Kilkaset osób protestowało przeciwko wyrokowi Trybunału Konstytucyjnego zaostrzającego prawo aborcyjne. W poniedziałkowe przez niespełna godzinę rondo Wojsko Polskiego było nieprzejezdne.
W całej Polsce wrze po wyroku Trybunału Konstytucyjnego, który 22 października większością składu uznał, że aborcja z powodu podejrzenia ciężkich wad letalnych jest niezgodna z Konstytucją. Protesty odbywają się także w Płocku - w poniedziałkowe popołudnie kilkaset osób ruszyło spod parkingu Leroy Merlin tuż po 17:30 i przez blisko godzinę blokowali rondo Wojska Polskiego. Unieruchomili kilkanaście samochodów ciężarowych i autobusów Komunikacji Miejskiej. Kierowcy aut osobowych wybrali objazd.

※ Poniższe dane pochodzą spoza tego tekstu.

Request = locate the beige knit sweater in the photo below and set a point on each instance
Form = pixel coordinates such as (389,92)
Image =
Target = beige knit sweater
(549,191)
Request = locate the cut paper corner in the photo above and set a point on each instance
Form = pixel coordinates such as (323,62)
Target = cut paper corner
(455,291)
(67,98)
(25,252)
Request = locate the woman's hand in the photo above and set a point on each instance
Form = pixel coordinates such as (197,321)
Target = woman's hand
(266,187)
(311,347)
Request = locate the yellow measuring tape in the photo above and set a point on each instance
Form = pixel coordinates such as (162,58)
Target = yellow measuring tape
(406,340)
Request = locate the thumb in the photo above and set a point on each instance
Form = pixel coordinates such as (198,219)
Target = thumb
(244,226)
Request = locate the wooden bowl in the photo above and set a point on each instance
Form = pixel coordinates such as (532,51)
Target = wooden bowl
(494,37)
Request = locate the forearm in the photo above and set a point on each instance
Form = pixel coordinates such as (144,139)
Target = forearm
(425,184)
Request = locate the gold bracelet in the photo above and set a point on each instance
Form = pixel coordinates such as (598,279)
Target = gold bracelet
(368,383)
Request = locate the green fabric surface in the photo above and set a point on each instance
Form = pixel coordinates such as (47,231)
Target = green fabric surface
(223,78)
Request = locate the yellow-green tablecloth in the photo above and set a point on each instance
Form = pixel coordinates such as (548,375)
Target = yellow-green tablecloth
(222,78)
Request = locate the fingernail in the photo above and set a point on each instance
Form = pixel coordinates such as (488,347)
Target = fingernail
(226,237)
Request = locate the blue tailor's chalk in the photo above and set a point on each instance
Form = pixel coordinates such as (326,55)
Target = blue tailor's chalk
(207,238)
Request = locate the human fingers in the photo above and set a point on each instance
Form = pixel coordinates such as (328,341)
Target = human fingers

Tuż po rozpoczęciu marszu odpalono race i zaczęło się spacerowanie po rondzie. Większość tłumu stanowiły kobiety, w różnym wieku - od nastolatek, przez kobiety w średnim wieku, aż po seniorki. Miały przy sobie mnóstwo transparentów. Nie obyło się oczywiście bez skandowania haseł - niektórymi domagano się po prostu przywrócenia tzw. kompromisu aborcyjnego, ale większość było wyrazem głośnego, delikatnie mówiąc, niezadowolenia. Większość z nich nie nadaje się do publikacji - dostało się Prawu i Sprawiedliwości, prezydentowi Andrzejowi Dudzie, Krzysztofowi Bosakowi czy Kai Godek. Protestujący skandowali też "rząd nie ciąża, da się usunąć" czy "trzeba było nas nie wkur...".
Protest przebiegał w spokojnej atmosferze. Nie doszło do żadnego incydentu, a policja jedynie zabezpieczała wjazdy na rondo. Po 45 minutach protestujący wrócili na parking przed Leroy Merlin.
Kolejny protest zapowiedziano na wtorek. O godz. 18:00 protestujący spotkają się na placu Nowy Rynek i przemaszerują pod siedzibę Prawa i Sprawiedliwości przy ul. Stary Rynek.